Civil suit seeks monetary damages following Bowser’s October arrest.

A prototype SX Core device soldered to a Nintendo Switch motherboard.

Enlarge / A prototype SX Core device soldered to a Nintendo Switch motherboard. (credit: Team Xeceuter)

Months after his arrest on 11 felony counts last year, Nintendo has filed a civil lawsuit against Gary "GaryOPA" Bowser, the leader of notorious Switch hacking group Team Xecuter, in a Seattle federal court.

The suit (as obtained by Polygon) seeks significant monetary damages and disgorgement of all profits from Team Xecuter's sale of the piracy-enabling SX OS software and a line of hardware devices that use various exploits to install the OS on Switch units. The suit alleges that "at one point, the SX OS was pre-installed on 89% of modded/hacked Nintendo Switch products available for sale," though the suit doesn't provide a source for that number.
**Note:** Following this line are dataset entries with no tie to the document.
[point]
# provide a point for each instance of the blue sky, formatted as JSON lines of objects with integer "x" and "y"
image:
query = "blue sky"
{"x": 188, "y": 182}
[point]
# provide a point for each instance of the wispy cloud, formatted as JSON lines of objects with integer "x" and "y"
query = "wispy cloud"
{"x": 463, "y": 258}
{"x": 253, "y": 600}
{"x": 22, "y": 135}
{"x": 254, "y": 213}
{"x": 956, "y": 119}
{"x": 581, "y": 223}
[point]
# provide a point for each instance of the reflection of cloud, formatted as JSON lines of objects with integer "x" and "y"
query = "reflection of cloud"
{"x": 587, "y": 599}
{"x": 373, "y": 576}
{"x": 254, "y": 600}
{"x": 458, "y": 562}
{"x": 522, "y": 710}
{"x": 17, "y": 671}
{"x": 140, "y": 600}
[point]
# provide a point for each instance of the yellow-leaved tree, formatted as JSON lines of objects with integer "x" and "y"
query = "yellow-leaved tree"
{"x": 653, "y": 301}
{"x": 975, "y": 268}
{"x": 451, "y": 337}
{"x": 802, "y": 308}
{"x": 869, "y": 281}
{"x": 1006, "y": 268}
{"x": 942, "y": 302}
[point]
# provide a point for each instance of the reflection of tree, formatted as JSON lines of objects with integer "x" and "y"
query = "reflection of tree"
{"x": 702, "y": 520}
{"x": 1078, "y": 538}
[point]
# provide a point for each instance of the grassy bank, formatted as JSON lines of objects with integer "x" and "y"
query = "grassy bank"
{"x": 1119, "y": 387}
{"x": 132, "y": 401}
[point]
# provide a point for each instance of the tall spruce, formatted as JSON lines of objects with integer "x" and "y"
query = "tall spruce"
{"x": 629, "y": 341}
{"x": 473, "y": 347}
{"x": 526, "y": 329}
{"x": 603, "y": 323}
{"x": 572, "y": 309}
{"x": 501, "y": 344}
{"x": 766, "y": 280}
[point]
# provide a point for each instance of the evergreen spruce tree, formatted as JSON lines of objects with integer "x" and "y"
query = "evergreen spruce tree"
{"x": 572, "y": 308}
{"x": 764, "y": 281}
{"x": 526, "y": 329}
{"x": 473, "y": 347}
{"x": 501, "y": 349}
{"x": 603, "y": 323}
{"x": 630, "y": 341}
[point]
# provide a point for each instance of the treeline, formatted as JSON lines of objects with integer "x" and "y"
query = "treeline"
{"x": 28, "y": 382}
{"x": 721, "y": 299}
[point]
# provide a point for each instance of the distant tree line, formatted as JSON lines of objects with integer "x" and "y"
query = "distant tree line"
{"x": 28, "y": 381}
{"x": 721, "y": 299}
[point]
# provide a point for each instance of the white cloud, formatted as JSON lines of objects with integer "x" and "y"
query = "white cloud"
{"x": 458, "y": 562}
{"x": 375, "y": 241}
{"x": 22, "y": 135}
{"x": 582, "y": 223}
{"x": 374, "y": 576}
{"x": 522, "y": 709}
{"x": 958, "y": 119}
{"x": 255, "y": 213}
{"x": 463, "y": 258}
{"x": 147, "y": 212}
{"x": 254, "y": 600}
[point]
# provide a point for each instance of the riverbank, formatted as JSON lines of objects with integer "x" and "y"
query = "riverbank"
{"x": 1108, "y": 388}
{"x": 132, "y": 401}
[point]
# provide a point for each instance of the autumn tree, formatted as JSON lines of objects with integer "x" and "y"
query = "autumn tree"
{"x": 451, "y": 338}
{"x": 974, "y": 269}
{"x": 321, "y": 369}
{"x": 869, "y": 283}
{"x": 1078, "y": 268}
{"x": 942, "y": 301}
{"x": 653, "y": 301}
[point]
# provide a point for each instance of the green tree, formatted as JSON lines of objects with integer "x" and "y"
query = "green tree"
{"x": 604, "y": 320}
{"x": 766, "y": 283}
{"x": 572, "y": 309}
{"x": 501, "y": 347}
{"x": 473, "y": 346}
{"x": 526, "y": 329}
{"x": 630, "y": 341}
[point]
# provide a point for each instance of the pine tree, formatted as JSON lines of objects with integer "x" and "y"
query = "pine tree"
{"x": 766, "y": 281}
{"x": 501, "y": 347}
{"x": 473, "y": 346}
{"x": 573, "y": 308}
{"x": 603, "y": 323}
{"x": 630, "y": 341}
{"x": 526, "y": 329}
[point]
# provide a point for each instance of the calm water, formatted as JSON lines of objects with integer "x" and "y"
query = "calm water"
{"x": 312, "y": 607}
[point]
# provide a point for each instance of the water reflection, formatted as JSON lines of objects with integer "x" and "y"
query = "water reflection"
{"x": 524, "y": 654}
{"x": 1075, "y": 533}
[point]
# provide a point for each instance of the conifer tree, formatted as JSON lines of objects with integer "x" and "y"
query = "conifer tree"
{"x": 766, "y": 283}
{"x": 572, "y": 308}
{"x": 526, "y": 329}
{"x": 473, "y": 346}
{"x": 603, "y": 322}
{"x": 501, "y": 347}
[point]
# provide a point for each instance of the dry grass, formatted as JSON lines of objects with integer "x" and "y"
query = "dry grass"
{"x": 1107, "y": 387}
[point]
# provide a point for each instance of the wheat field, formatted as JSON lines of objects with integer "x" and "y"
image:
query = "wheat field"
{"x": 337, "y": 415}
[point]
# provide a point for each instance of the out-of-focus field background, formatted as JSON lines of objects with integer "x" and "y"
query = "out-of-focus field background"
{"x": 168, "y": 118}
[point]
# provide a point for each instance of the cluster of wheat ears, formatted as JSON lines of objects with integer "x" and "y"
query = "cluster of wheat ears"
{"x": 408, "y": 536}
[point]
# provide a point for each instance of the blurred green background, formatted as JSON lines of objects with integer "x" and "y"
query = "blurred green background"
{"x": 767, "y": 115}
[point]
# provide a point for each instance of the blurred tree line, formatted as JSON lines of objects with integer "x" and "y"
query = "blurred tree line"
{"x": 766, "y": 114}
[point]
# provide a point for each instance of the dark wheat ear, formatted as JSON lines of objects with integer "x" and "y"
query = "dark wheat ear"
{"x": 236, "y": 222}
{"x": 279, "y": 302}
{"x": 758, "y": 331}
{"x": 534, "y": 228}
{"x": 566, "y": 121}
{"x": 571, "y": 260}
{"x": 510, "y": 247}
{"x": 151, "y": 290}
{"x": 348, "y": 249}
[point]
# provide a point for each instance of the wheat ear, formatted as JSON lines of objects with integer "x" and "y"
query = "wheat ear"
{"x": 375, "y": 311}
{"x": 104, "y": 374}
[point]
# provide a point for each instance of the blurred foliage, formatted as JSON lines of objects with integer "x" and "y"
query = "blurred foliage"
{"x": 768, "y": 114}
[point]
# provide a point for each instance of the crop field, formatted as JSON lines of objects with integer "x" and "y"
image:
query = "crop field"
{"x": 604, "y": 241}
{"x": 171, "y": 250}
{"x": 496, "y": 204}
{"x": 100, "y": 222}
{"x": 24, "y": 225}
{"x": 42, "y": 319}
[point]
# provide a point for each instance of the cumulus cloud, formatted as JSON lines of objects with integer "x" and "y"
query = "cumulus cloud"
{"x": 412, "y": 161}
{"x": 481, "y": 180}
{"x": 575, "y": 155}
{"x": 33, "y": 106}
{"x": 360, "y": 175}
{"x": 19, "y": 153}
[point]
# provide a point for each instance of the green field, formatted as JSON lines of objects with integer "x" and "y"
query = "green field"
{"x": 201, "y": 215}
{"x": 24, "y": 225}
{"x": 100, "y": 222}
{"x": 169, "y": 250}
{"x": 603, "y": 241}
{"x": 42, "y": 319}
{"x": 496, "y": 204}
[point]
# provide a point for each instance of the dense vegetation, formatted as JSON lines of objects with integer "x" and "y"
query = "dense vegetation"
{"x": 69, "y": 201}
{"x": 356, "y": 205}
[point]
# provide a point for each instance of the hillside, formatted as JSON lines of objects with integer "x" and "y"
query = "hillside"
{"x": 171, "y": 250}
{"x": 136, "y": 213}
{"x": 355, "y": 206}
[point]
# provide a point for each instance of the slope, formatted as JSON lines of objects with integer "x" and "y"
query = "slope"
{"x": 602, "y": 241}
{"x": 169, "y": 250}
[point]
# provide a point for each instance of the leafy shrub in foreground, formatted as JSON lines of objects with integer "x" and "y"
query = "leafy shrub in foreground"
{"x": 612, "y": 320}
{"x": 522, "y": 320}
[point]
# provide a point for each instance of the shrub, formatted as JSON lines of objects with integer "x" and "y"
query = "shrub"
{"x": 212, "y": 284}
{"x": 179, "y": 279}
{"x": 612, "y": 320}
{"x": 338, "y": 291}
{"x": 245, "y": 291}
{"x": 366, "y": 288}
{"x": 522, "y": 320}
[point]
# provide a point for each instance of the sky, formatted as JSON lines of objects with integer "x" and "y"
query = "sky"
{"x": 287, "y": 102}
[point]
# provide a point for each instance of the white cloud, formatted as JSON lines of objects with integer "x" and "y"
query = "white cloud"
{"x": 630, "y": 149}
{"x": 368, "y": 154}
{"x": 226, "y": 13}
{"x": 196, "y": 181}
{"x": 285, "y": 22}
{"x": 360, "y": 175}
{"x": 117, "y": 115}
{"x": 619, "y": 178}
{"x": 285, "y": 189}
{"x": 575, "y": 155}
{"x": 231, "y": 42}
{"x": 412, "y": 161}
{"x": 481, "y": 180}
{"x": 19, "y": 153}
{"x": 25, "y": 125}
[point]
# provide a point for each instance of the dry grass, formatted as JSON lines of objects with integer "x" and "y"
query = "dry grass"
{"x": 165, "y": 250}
The lawsuit calls out Bowser as "one of only a handful of key members of Team Xecuter," and it quotes Ars' own assessment (without credit) that Bowser is "the closest thing to a public face for the team of coders and foreign manufacturers that made up the [Team Xecuter] supply chain." In promoting and selling SX OS, Bowser "worked with a network of developers; established a distribution chain of resellers, testers, and websites; and designed the marketing and content of other public-facing websites for Team Xecuter," the suit alleges.